Il hoche la tête en souriant et j'attrape une des valises d'Olivia au vol alors qu'elle la retire du coffre.

— Tu sais que je peux monter mes bagages seule hein ? dit-elle.

Je ricane en la poussant vers l'entrée de l'immeuble. J'appuie sur le bouton d'appel de l'ascenseur qui s'ouvre aussitôt. Nous arrivons en un claquement de doigts à son étage. Je l'observe en silence chercher ses clés dans son sac en bougonnant, elle est si... bon sang, mon entre-jambe refait des siennes.

— Putain, tu es vraiment super chiante, je lâche.

Elle se retourne en fronçant les sourcils. Elle ouvre la bouche pour rétorquer, mais je l'en empêche en la plaquant contre sa porte puis presse mes lèvres sur les siennes. J'en avais tellement envie. Contre toute attente, elle répond à mon baiser avec la même passion, le même désir. À bout de souffle, je m'écarte en souriant.

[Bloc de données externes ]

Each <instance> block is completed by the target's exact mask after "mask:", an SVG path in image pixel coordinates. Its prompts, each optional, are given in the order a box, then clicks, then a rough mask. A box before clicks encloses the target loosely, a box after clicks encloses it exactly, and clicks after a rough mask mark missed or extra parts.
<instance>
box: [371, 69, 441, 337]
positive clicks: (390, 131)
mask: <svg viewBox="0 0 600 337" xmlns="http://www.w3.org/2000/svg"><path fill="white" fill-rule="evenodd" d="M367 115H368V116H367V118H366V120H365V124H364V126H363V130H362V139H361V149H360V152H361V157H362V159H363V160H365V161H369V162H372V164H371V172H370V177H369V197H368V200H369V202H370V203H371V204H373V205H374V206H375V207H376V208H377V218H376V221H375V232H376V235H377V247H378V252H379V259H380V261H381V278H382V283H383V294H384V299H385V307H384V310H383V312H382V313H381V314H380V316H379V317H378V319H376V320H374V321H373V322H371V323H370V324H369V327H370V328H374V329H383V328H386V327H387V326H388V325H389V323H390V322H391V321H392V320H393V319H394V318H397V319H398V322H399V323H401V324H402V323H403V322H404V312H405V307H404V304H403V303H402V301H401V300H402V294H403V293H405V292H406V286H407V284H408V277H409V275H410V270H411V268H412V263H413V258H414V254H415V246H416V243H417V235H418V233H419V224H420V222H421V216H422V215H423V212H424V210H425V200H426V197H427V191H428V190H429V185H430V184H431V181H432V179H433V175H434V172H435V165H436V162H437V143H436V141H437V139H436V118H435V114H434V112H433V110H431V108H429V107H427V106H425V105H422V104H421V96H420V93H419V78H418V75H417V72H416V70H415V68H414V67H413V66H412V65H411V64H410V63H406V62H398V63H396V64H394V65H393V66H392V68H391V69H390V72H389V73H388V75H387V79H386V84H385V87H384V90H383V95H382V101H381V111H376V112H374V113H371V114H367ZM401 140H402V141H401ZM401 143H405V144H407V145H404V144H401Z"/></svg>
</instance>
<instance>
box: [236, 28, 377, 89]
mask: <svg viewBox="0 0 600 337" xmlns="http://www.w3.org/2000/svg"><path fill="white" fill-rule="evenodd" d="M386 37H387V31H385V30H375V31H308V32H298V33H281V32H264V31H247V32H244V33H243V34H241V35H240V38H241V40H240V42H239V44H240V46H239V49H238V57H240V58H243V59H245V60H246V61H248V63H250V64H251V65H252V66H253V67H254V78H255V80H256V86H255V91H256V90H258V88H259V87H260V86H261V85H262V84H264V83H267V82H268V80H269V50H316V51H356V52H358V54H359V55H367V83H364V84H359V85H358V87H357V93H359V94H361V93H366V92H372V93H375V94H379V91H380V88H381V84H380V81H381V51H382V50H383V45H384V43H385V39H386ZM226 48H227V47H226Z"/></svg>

— À bientôt ? Je lui lance en caressant doucement sa joue.

Elle se contente une fois de plus d'hocher la tête en silence les yeux fermés. Je tourne les talons et descends rejoindre mon père dans la voiture toujours avec ce sourire satisfait plaqué sur mon visage. Je suis sûr qu'on ne tardera pas à se revoir. C'est même certain.